ForesTrade links farmers in the rainforests of Indonesia and central America to the high-priced organic food trade. Organic certification involves caring for the watershed and soils as well as growing food without chemicals. The premium prices allow farmers to earn a decent living without destroying the environment.

At first, ForesTrade operated as an importer of cinnamon. But a trip to the Cerinci region of West Sumatra revealed to Thomas Fricke that cinnamon farmers were clear cutting in the rainforest to expand their operations. And the rainforest preserve was the home to the last surviving Sumatran tigers. Sylvia Blanchet:

(Blanchet) “And the first thing he saw was that the farmers were largely cinnamon farmers and they were clear cutting and moving on, and clear cutting. And so he developed this whole plan to see if he could create incentives for farmers to stay on one farm and really learn to grow their products sustainably and agree to honor the boundaries of the park.”

(Keese) Many Cerincis were already worried about erosion on their clearcut slopes. The people had a tradition of protecting their resources, obscured in many cases by poverty.

(Blanchet) “It’s a fascinating culture. They have these homes that are quite remarkable. Great sloping roofs, they’re made to replicate water buffalo horns. And the houses have carvings all around the outside that are all about ethics and morality and what’s important in life.”

(Keese) When cassia trees are cut they send up new shoots. If managed well and cut selectively they can last for centuries and yield enough to eliminate the need to expand into the rainforest.

Fricke and Blanchet looked first for local farmers who understood sustainable practices and helped them meet European and U.S. standards for organic certification. Others became interested when they saw their neighbors earning more. In exchange for premium prices the Cerincis agreed to stop clearing in the rainforest.

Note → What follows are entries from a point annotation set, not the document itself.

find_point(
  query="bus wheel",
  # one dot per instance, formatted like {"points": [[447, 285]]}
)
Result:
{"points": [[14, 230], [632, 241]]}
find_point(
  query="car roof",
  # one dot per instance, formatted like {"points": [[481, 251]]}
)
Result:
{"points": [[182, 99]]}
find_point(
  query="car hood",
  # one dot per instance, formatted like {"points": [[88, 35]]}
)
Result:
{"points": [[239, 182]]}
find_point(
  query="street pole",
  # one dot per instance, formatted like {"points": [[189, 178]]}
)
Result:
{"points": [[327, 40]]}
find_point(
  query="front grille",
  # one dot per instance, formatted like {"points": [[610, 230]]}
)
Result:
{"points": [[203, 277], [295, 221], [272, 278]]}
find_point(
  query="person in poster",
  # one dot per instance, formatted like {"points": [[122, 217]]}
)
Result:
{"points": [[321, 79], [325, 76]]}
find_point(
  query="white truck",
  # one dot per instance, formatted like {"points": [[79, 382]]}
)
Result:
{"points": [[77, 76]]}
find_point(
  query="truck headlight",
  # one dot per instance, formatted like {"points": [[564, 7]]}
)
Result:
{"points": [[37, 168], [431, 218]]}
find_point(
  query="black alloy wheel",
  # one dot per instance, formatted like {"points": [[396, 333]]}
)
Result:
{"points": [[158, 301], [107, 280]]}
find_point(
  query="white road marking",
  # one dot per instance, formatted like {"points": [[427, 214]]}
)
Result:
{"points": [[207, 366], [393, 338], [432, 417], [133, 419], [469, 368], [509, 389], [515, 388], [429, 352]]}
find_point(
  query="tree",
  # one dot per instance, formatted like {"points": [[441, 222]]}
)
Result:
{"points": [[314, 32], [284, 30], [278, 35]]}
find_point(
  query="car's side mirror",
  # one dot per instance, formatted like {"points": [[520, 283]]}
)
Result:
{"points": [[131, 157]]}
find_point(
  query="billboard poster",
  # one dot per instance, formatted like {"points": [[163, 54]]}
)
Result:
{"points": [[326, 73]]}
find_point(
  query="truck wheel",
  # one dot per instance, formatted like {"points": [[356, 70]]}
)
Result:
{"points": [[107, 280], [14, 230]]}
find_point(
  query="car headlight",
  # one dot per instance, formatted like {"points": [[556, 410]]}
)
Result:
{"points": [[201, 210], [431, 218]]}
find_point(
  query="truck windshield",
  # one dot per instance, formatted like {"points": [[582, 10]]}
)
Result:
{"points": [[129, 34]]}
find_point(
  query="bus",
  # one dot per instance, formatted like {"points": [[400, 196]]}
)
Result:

Cerinci farmer groups now supply more than half of the world’s organic cinnamon. That’s about a half of 1% of the total cinnamon sold. ForesTrade is counting on the organic market to expand.

In other parts of the world, in Guatemala, for example, ForesTrade imports cardamom and allspice. Fricke says the company also supplies vanilla for Ben and Jerry’s ice cream:

(Fricke) “Vanilla is an orchid, and it has to grow up on trees. So it’s absolutely wonderful and essential that it be grown ecologically sustainable.”

(Keese) But it’s still an uphill battle. ForesTrade has a staff of 70 in Indonesia and Guatemala to offer advice and monitor farming practices between yearly inspections by outside organic certifiers.

For Vermont Public Radio, I’m Susan Keese in Brattleboro.